Экипаж ночевал в городе, и Голдштейн был несколько удивлен, когда утром 11 ноября на городском базаре его осторожно взяли под руку.
— Здравствуй, Ирвинг, — Голдштейн повернулся и увидел Селестиэль.
— Привет, Селест. Ты что, тоже за покупками собралась?
— Вроде того. Знаешь, я давно хотела расспросить тебя кое о чем.

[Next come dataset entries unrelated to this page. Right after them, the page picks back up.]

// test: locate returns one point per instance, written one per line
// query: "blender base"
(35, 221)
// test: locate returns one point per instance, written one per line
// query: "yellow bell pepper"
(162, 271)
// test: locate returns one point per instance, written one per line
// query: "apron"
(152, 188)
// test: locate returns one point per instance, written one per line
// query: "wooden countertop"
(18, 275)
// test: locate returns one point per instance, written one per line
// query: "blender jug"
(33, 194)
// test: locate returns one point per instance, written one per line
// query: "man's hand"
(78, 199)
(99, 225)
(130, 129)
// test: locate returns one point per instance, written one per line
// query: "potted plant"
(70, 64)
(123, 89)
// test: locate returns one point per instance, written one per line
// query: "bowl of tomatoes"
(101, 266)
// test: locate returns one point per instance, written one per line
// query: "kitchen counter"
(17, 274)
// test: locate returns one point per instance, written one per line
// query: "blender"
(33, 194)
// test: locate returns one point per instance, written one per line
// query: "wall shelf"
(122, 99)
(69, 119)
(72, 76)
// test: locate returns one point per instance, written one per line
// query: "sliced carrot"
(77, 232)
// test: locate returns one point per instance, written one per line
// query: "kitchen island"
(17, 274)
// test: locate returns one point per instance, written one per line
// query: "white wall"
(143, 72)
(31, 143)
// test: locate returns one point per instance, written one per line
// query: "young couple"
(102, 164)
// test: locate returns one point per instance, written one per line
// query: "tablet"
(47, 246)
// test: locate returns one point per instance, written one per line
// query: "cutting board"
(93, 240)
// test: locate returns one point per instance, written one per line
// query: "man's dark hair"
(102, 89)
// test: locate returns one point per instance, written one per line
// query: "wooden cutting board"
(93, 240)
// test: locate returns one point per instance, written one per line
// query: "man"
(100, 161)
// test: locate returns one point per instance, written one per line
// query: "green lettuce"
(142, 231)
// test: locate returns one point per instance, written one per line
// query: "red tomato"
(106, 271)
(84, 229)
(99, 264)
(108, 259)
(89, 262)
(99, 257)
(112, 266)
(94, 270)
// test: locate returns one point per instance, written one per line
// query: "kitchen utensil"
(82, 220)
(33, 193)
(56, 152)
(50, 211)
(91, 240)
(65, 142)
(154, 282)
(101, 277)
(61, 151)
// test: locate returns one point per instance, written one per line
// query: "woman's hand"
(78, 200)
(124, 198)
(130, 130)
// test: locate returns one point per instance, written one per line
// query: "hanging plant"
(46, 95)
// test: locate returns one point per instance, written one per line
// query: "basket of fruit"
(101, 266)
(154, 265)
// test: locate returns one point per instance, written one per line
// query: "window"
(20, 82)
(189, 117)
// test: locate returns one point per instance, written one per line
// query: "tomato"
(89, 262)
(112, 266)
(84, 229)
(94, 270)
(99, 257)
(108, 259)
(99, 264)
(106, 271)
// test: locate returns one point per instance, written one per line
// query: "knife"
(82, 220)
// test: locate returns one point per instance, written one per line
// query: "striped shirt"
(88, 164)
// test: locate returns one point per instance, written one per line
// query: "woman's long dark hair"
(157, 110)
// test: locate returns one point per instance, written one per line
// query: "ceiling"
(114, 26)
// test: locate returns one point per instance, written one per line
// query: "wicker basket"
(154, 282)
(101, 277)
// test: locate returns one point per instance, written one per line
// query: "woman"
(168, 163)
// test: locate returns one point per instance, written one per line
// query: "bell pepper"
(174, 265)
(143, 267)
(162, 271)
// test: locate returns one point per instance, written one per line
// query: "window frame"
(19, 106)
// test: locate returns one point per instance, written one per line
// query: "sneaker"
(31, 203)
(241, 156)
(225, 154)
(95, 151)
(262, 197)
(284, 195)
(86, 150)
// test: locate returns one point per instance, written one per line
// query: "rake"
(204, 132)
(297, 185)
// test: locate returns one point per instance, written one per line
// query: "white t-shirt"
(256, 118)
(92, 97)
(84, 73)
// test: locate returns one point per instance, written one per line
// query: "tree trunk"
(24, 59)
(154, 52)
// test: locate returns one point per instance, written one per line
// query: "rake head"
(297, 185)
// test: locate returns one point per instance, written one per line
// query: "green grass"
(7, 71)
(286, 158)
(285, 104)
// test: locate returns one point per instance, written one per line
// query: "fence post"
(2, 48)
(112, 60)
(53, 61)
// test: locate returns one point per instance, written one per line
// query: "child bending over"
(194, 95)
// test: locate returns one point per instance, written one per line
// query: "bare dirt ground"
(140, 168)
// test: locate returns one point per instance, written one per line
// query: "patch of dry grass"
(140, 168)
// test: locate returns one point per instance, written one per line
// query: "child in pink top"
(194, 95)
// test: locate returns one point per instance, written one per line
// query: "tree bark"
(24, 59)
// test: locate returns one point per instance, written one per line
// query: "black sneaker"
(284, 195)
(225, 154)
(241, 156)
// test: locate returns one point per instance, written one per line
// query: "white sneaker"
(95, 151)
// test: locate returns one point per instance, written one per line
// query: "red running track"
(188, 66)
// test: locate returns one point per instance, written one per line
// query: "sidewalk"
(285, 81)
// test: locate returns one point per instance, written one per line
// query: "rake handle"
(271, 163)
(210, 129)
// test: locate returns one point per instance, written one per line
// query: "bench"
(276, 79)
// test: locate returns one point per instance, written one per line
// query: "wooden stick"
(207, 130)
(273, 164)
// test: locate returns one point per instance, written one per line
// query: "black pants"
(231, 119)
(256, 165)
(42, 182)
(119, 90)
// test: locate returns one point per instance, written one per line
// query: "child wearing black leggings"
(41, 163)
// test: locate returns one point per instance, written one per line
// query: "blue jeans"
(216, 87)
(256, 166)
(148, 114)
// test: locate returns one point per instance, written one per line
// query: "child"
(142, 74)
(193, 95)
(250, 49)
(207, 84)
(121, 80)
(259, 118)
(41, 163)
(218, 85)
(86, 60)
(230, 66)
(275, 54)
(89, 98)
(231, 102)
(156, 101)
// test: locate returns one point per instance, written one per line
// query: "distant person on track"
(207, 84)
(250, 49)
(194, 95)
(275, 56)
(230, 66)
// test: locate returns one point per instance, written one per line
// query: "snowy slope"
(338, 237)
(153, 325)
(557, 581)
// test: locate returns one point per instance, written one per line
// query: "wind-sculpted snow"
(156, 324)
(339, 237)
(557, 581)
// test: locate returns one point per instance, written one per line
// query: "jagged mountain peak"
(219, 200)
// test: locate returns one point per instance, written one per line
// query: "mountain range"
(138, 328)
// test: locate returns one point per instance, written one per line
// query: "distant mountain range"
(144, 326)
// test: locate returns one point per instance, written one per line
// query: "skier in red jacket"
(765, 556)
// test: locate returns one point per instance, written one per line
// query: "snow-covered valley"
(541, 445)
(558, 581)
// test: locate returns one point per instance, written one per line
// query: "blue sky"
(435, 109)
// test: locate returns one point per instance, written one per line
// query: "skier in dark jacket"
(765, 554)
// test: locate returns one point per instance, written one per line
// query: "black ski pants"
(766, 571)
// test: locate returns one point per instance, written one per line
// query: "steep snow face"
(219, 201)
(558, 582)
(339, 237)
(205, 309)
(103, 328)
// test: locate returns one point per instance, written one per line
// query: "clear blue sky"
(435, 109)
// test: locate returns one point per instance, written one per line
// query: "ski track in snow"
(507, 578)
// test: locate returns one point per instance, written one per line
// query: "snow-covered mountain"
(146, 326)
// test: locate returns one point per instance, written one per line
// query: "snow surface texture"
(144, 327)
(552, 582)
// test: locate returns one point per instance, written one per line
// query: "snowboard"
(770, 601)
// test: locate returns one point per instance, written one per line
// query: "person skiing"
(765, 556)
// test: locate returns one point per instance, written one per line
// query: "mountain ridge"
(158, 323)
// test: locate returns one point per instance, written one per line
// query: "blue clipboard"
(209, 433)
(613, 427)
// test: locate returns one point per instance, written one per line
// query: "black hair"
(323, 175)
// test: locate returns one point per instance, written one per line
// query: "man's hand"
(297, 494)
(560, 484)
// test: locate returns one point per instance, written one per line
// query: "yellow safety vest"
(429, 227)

— Ну, пойдем, присядем где-нибудь, — ответил Голдштейн, заинтригованный столь необычным оборотом событий. Они расположились за угловым столиком маленькой закусочной, одной из многих, открывшихся в городе, когда его наводнило множество самых разных пришлых людей и нелюдей. Расторопный толстый трактирщик подкатился к ним так резво, будто у него на подметках были колесики:
— Чего изволите, прекрасная госпожа?
— Самого старого и лучшего вина, — сказала Селестиэль, выкатив из кошелька небольшую жемчужину и сунув ее в пухлую руку хозяина. — В серебряной посуде. И чтобы нам никто не мешал. Пузатая оплетенная бутыль и два пол-литровых серебряных кубка появились на столе так быстро, что Голдштейн грешным делом подумал, что здесь не обошлось без волшебства эльфов.
— Скажи, Ирвинг, ты давно летаешь на «Эйприл Фест»? — спросила Селестиэль.
— Лет двадцать пять уже, — пожал плечами Голдштейн. — А попал в Вечность и того раньше. А что?
— Просто интересно. Меня всегда восхищали ваши хитроумные планы, — ответила Селестиэль. — Мы медленнее набираемся опыта, и мне хотелось узнать, сколько времени тебе понадобилось для этого?
— Да мы с Расселлом до сих пор продолжаем самосовершенствоваться, — усмехнулся Голдштейн. — Век живи — век учись. Уж, не хочешь ли ты стать членом нашего экипажа? Уверен, что у тебя получилось бы.
— Боюсь, что у меня иная дорога, — сказала Селестиэль. — А чем ты занимался до того, как попал в Вечность?
— Ну, вначале я пару лет был адвокатом, — ответил Голдштейн. — После того, как закончил юридический. А потом — скажу тебе по секрету, хотя теперь уже все равно, наверное — потом я несколько лет работал на израильскую разведку «Моссад». В отделе планирования специальных операций.
— Потрясающе, — восхитилась Селестиэль. — Ирв, у тебя такая интересная жизнь!
— У тебя, пожалуй, не хуже, — рассмеялся Голдштейн.
— Ну, сравнил! Последнюю тысячу лет я просидела в лесу, оплакивая прошлое своего народа и мечтая о его будущем. Мне кажется, я только сейчас начала снова жить по-настоящему.
— Завидую я вам, — признался Голдштейн. — У вас все еще впереди… А мне уже пора на покой.
— Не рано ли?
— Нет, Селест. Сколько, по-твоему, можно болтаться между небом и землей? Сыновья выросли, а я даже не заметил, когда, — вздохнул Голдштейн, приложившись к серебряному кубку. Вино было восхитительное, ему еще ни разу не приходилось пробовать ничего подобного.
— А где твоя семья? — спросила Селестиэль.
— Жена, младший сын и обе невестки — в Париже. А что толку? Я их вижу пару недель в году. Скажу тебе, опять же по секрету, — Голдштейн наклонился к ней поближе, — после Нового Года у меня заканчивается контракт, и я думаю не возобновлять его.
— А кто же тебя заменит на «Эйприл Фест»? — спросила Селестиэль.
— Мой старший сын, Аарон, — ответил Голдштейн. — Надо же, в конце концов, внуков понянчить!
— Надо же, — задумчиво сказала она. — А я была уверена, что ты доволен своей работой…
— Доволен, конечно, — ответил Голдштейн. — Получаю десять тысяч долларов в месяц, куча всяких привилегий, вся семья устроена. Но ведь всему когда-то приходит конец.
— И что же ты собираешься делать? Будешь сидеть на скамейке с другими пенсионерами, в шахматы играть? — лукаво улыбнулась Селестиэль.
— Ну, это вряд ли, — ответил Голдштейн. — Старый конь борозду не портит, я еще где-нибудь поработаю. Но на земле.
— Конечно, Ирвинг, — согласилась она. — Тебе еще рано уходить на покой. Ты еще хоть куда во всех отношениях. Голдштейн расплылся в полном восторге. Ароматное вино столетней выдержки и восхищенные глаза прекраснейшей из всех когда-либо встреченных им женщин подействовали на старого шпиона расслабляюще.